Versioning & stability

As of v1.0.0 the public surface is covered by SemVer:

• Stable (breaking change ⇒ major bump): tool names and their input schemas, env var names and defaults, resource URIs (avito://…), prompt names, the risk classification model, the structured error taxonomy, and the CLI flags.

• Additive (minor bump): new tools when Avito ships new endpoints, new opt-in env vars, new resources/prompts.

• Patch: bug fixes, security hardening, doc corrections, dependency bumps.

The bundled Avito swagger snapshot is data, not API — refreshing it (and the tools that follow from it) is a minor bump as long as existing tool names keep working.

Community & support

• Bug? Open an issue.

• Question or idea? Start a discussion.

• Need help picking the right tool or setting up your client? See SUPPORT.md.

• Want to contribute? Adding a new Avito swagger takes ~10 minutes — see CONTRIBUTING.md.

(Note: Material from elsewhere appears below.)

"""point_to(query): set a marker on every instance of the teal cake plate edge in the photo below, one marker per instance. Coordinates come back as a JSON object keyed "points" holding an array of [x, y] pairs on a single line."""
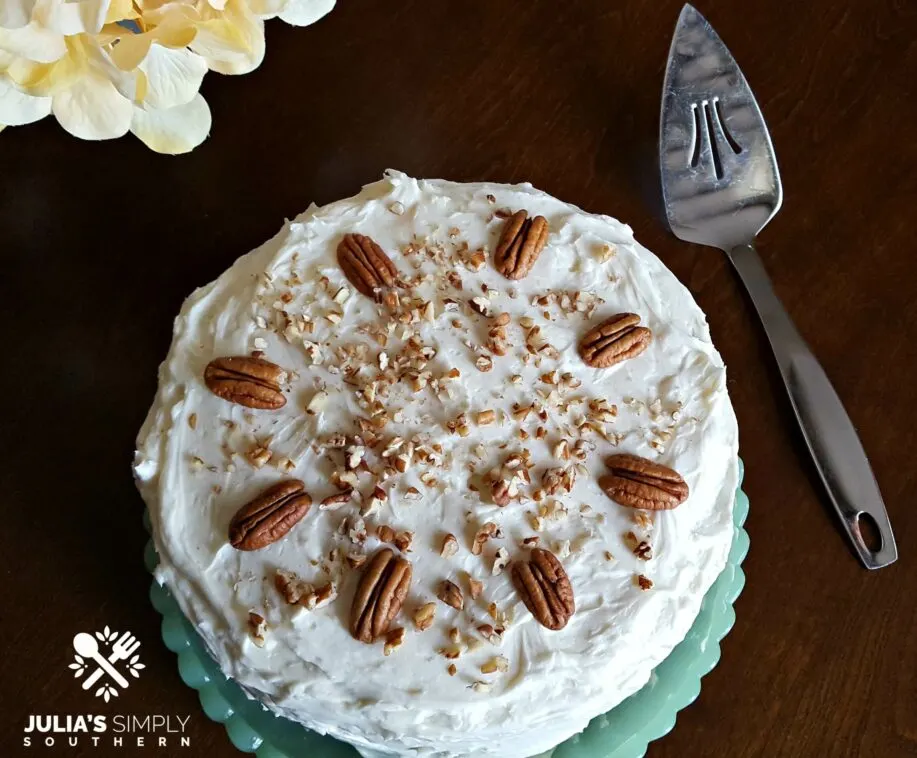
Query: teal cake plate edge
{"points": [[623, 732]]}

• Like the project? Star the repo and tell another Avito seller who uses AI.

Install from source

For development, air-gapped installs, or when you want to modify a tool:

git clone https://github.com/elchin92/avito-mcp.git
cd avito-mcp
npm install
cp .env.example .env       # fill in your credentials
npm run build

Then point your MCP client at:

{ "command": "node", "args": ["/absolute/path/to/avito-mcp/dist/server.js"] }

A template config is in .mcp.json.example. A multi-stage Dockerfile is included for container deployments.

CLI flags

npx avito-mcp --version    # print the installed version
npx avito-mcp --help       # show env vars + usage

All other knobs are env vars (see --help output or .env.example).

Contributing

Adding a new Avito swagger? One file in src/domains/ plus one line in src/meta/domain-registry.ts — see CONTRIBUTING.md. The factory in src/core/tool-factory.ts handles HTTP, OAuth, retries, rate-limit observability, error mapping, and Profile_id auto-injection — you'll never write a fetch() call inside a tool.

Issues and PRs welcome.

License

MIT. Not affiliated with Avito.ru. "Avito" is a trademark of its respective owner. Use of the Avito API is subject to Avito's Terms of Service.